I just got llama3.1-8b (standard and instruct). However, I cannot do anything with it on my current hardware. Can you recommend the best AI model that I: 1) can self host 2) run on 16GB ram with no dedicated graphics card and an old intel i5 3) use on Debian without installing a bunch of exo-repo mystery code?

Any recommendation, directly or semi related would be appreciated - I'm doing my 'research' but haven't made much progress nor had any questions answered.

smokel · a year ago

Running LLMs on that kind of hardware will be very slow (expect responses with only a few words per second, which is probably pretty annoying).

LM Studio [1] makes it very easy to run models locally and play with them. Llama 3.1 will only run in quantized form with 16GB RAM, and that cripples it quite badly, in my opinion.

You may try Phi-3 Mini, which has only 3.8B weights and can still do fun things.

[1] https://lmstudio.ai/

arcanemachiner · a year ago

Setting up Ollama via Docker was the easiest way for me to get up and running. Not 100% sure if it fits your constraints, but highly recommended.

ein0p · a year ago

+1. For inference especially compute is abundant and basically free in terms of energy.

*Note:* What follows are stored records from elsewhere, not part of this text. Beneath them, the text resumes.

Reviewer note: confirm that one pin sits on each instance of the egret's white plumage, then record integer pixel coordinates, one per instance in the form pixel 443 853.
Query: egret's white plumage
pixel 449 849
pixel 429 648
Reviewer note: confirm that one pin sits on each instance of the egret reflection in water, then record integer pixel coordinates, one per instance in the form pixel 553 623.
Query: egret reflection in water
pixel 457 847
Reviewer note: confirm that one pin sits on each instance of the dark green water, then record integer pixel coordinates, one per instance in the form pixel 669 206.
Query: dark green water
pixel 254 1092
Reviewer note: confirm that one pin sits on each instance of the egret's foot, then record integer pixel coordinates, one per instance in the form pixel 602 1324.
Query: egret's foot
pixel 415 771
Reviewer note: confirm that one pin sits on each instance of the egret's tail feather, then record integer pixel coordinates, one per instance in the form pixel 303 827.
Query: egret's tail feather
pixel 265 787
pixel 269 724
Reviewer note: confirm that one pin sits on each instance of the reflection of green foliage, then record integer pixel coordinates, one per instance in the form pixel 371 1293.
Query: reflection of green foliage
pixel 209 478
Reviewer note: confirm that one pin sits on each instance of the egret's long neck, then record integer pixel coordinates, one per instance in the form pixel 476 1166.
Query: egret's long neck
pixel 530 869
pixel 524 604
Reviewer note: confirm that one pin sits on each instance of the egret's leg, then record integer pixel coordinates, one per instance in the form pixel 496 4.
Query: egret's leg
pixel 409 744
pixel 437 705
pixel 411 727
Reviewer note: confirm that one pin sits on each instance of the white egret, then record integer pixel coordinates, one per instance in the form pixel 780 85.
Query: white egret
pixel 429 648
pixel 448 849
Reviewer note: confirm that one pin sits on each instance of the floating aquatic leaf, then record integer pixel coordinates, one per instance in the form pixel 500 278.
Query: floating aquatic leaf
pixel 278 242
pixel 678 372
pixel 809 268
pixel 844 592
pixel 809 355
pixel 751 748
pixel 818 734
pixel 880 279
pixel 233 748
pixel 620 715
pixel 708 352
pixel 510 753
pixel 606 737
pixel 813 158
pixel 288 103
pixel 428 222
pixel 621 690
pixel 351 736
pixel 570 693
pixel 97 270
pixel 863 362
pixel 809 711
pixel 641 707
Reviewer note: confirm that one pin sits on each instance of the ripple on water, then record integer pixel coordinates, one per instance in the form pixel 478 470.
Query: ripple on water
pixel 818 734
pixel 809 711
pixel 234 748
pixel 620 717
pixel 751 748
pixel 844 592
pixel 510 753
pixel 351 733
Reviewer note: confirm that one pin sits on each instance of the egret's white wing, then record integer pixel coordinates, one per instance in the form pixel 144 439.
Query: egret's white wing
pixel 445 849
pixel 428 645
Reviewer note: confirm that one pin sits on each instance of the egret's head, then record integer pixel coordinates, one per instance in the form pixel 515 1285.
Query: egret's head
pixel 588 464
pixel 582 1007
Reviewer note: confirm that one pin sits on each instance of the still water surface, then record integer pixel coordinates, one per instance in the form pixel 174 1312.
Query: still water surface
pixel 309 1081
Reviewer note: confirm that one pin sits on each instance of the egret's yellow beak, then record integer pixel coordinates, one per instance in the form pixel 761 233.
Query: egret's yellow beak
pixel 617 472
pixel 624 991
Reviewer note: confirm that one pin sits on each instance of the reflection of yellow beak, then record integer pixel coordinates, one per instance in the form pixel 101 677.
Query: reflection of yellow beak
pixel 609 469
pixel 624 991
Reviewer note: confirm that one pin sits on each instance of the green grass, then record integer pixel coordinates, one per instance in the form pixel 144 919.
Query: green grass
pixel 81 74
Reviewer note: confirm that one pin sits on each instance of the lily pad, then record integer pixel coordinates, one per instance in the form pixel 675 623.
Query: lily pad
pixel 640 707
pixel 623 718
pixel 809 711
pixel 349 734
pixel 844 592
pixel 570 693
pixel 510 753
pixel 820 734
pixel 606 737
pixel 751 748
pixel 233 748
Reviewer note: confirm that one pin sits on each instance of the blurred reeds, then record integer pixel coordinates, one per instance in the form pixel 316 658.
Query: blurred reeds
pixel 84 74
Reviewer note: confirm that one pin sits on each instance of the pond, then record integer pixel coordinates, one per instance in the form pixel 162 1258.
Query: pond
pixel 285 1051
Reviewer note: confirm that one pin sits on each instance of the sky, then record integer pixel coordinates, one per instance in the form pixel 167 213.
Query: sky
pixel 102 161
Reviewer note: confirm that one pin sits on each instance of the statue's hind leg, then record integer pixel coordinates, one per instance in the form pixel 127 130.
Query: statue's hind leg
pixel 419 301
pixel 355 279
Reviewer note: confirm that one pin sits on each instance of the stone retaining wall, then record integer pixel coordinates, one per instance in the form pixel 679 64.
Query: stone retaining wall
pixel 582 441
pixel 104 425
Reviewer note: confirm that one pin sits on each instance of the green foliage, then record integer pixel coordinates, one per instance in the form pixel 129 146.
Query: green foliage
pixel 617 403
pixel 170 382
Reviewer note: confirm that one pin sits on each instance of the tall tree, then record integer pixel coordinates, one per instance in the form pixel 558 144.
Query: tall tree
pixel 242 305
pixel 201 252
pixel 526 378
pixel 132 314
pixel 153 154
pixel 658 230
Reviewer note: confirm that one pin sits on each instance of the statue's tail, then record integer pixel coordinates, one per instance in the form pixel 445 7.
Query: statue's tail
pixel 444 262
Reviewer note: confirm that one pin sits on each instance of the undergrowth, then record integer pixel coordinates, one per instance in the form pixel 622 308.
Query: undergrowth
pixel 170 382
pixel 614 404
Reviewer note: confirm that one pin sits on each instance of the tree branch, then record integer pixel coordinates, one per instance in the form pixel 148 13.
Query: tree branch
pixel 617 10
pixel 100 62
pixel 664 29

Almost all of the energy is spent on memory movement. The logical solution is to not move unaggregated data.

mikewarot · a year ago

Completely eliminating the separation between RAM and compute is how FPGAs are so fast, they do most of the computing as a series of Look Up Tables (LUTs), and optimize for latency and utilization with fancy switching fabrics.

The downside of the switching fabrics is that optimizing a design to fit an FPGA can sometimes take days.

rfoo · a year ago

The winner, unfortunately, will be on cloud inference.

ChrisArchitect · a year ago

[dupe]

More discussion on official post: https://news.ycombinator.com/item?id=41369705

wkat4242 · a year ago

Wow one chip taking up a whole wafer. I bet their yields are low, though I assume they're not using the bleeding edge process but a slightly older one that's totally worked out.

Still the price of one of these would be nuts if they'd sell them. Upwards of 1 million?

Havoc · a year ago

Guessing it’s set up in a way where they can just disable dead cores

twothreeone · a year ago

Process defects can be located and routed around statically on the chip, it's described e.g. here: https://youtu.be/8i1_Ru5siXc?t=810

bkitano19 · a year ago

Time to first token is as important to know for many use cases, rarely are people reporting it

Gcam · a year ago

See here for our TTFT metric benchmarks: https://artificialanalysis.ai/models/llama-3-1-instruct-70b/...

cheptsov · a year ago

Very interested in playing with their hardware and cloud. Also I wonder if it’s possible to try cloud without contacting their sales.